I've been playing Sims games since the very first Sim City, all through the various incarnations including all the "Sims 1,2,3" and every add-on.
I am not a Sim fanboi, I've been fairly critical of some of their games and as objective as possible. I think my fascination with this type of game began way back on the C64 with "Tiny Computer People". I really wanted a little fishbowl/microcosm where I could influence, but let my computer people move around and interact.
In fact, my dream setting really was a medieval fief setting, where I could watch as people go about their life, feasting, courting, jousting, and frolicking in that sort of Renne faire version of the middle ages.
Voila, here is pretty close to my dream realized twenty+ years later.
So far, ver 1.1 runs fine on my PC (knock on wood), and while there was a little learning curve to use the interface, I am really happy with it. it's been very forgiving of my experimentation to see what happens if I ....try something.
Summary: It's a very lite, goofy treatment of the middle ages. This is definitely a visit to the Renne Faire, not a historical treatment of the time people.
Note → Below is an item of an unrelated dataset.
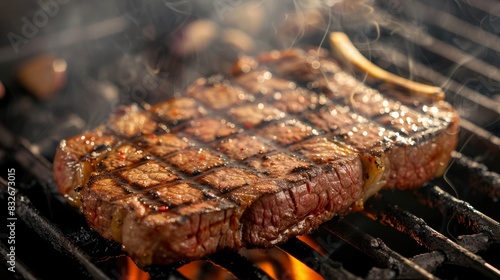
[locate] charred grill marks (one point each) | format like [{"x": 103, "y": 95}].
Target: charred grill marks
[{"x": 250, "y": 161}]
You start off with a Lord of a manor, and after completing some initial quests, recruit a new hero to join your kingdom. Then you select quests, some times you control one hero, sometimes more than one. It helps keep you immersed into the story of your character, while the others go about their day to day life.
If you recruit a knight and take them on a quest, you'll see your Lord holding court, and generally acting according to the traits and behaviors you gave him automagically.
One thing I *REALLY* liked was in some respects they simplified things. For instance, in Sims 3, your needs meters include when to go to the bathroom. In this game, you can go if you want too and it produces a positive result for your character (A 'relieved feeling' for a little while, but it's not something you have to worry about if you don't want too.
If you don't tell your sim what to do, you don't have to micromanage every aspect of their life. In fact, on quests, you'll find you have time to dally in between tasks, so sometimes If I am running two characters, I'll just let one explore and have a day 'off' and see what the computer has him do.
So while they simplified the needs, they also used +/- mood modifiers called "Focus" to sort of average the end result of all those needs meters anyway.
Another great thing, is rather than have a set time you age and die, if your hero dies, and they have a child, that child grows to adult hood to take their place. (You can have up to two children per hero household).
I wish it was deeper. Some of the quests are a little silly, and I would rather have it be a little more like the game "Black and White", where if I start picking vile/evil choices, then my kingdom takes on a dark and gloomy appearance. I don't think the game does that. It's always got sort of a bright and airy "Don't you want to save the princess?" kind of feel to it.
I can see how there is a lot of room though for add-ons. Knights on Horseback, Hunting Dogs, Falcons, Jousting, Archery, all spring to mind. It is a little light on the strategic elements of it, I wish there was more "put X guards on the roads, and Y guards in the castle" and let me move around resources and people a little more (if I want too).
Also, Characters can only reach level 10, somehow I feel like there should be "more" for them, or branching once they reach 10th, into a choice of new different hero classes, The Lord could either become a Baron OR a Seneschal or something which leads to unique new skills.
Lastly, as a Con I'd list the inability to customize buildings with an architect tool the way you can in Sims 3. I understand why they went this direction to get you into the game and not worrying about building the castle itself. You just furnish it.
I was really surprised there was no item shop integrated into this. I thought for sure I'd be nickel and dimed to buy all the nifty little add-ons. Perhaps that will come later.
This is definitely not "Sims 3" game engine just with medieval garb on top of it. It certainly borrows a lot from their experience with it, but it has a very unique feeling to it.
Some times, they give you very descriptive text about a quest and choice you must make, which Sims 3 never really did. Thats a vast improvement.
All in all, I'd highly recommend the game.